Bülent Batuman Kimdir?

Adana’da doğdu, Ankara’da yaşıyor. ODTÜ Mimarlık Bölümü’nden lisans ve yüksek lisans derecelerini aldı, doktorasını New York Eyalet Üniversitesi-Binghamton’da tamamladı. Bir süre Mersin Üniversitesi’nde görev yaptı; halen Bilkent Üniversitesi’nde Kentsel Tasarım ve Peyzaj Mimarlığı ile Mimarlık Bölümlerinde öğretim üyesi. Kentsel tasarım ve modern şehirciliğin kültürel politikaları üstüne dersler veriyor. Araştırma konuları arasında yapılı çevrenin toplumsal üretimi, modern mimarlık ve şehircilik kuram ve tarihi, kentsel siyaset bulunuyor. Mimarlar Odası Ankara Şubesi’nde ve Avrupa Mimarlar Konseyi’nde yönetim kurulu üyeliği yaptı. Journal of Urban History ve Praksis dergilerinin yayın kurulu üyesi.

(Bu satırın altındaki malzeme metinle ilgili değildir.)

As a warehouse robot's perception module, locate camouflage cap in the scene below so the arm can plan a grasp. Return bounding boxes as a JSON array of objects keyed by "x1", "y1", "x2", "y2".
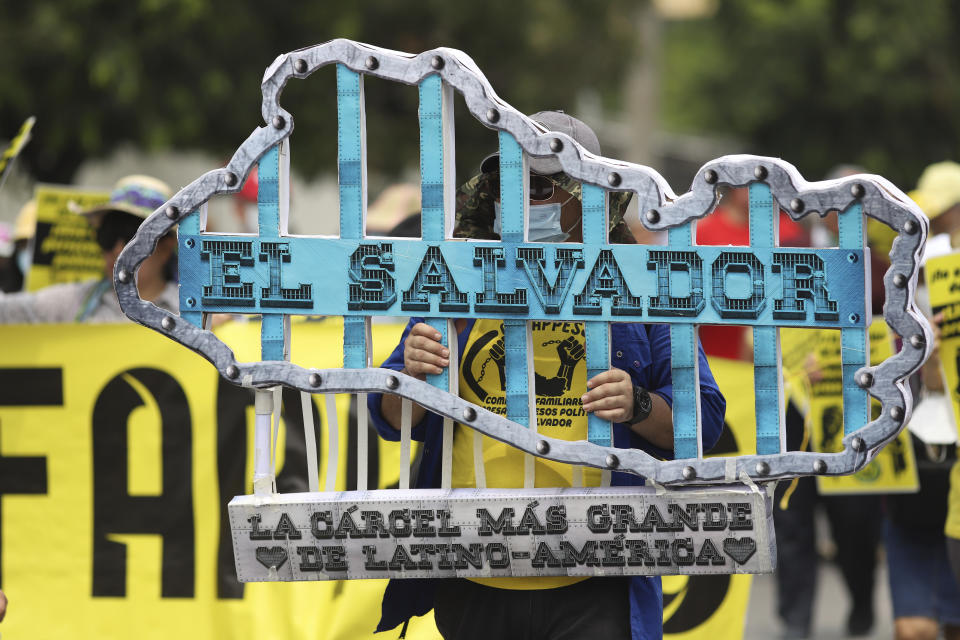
[{"x1": 453, "y1": 172, "x2": 637, "y2": 244}]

Yayınlanmış kitapları şunlar: The Politics of Public Space (2009), Mimarlığın ABC’si (2012), New Islamist Architecture and Urbanism (2018; Milletin Mimarisi başlığı ile Türkçeleştirildi, 2019), Kentin Suretleri (2019), Cities and Islamisms (derleme, 2021).